Syria continues to devote a significant portion of its budget to military spending - 6.3 percent in 1997, according to the International Institute for Strategic Studies in London. And while the economy has stagnated, Damascus still fields one of the largest ground forces in the Mideast.

"From an early age, Assad focused on the idea of Israel - it took 90 percent of his energy," says a Syrian analyst in Damascus, who asked not to be named. "Of course it has been a legitimizing factor for the regime, as it has been for the entire Arab world. Always there was the conflict with Israel, and we are still at war.

"Syria must always have an enemy" to help create political cohesion, he adds. "It is true across much of the third world - where regimes don't represent the people - they must have an enemy to fight."

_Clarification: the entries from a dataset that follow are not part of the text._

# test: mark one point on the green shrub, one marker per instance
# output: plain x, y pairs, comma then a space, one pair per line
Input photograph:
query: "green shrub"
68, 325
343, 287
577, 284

In next-door Lebanon, where Syria deploys 30,000 troops ostensibly to keep the peace, that view resonates.

"No question, the fig leaf has been Israel," says a Lebanese analyst in Beirut. "The [Syrian] regime fabricated its legitimacy under that fig leaf. Assad used the discourse of war to block any discourse rejecting his policy. It worked."

Syria's case is even more complex, however, due to a mixture of endless anti-Israel rhetoric, years as a client of the former Soviet Union during the cold war, ruthless suppression of internal threats, the advent of rural development and universal education, and the Assad's transformation of Syria into a regional power.

"The Arab-Israel crisis in many ways defined the Assad regime because it was the central issue on his agenda, other than stability and survival," says Edward Djerejian, a former US ambassador to Syria and director of the Baker Institute at Rice University in Houston.

But among Arab nations, "you still have authoritarian rule without the justification of an immediate threat."

For 20 years, Syria was "the prototype coup state," he says, so Assad's first priority was to consolidate power using the multi-confessional Baath Party to create a political system backed up by an array of intelligence services.

"With or without Israel, the regime - at least as Assad developed it - would have been very much the same," Mr. Djerejian says. "Now, whether there would have been more voices for opening up, and economic and social reforms and liberalization, I don't know. But certainly, we can see those now being manifest."

The idea that the echoes of Al-Nakba might one day wane were first sounded after the 1978 Camp David peace agreement between Egypt's Anwar Sadat and Israel's Menachem Begin. It received further currency in 1993, when Israel's Yitzak Rabin and the Palestinian leader Yasser Arafat signed the Oslo Accord. Once foes, the four leaders were later awarded the Nobel Peace Prizes. One result of peace, noted a French analyst in 1993, was that "an important foundation of authoritarianism in the Arab world is going to disappear."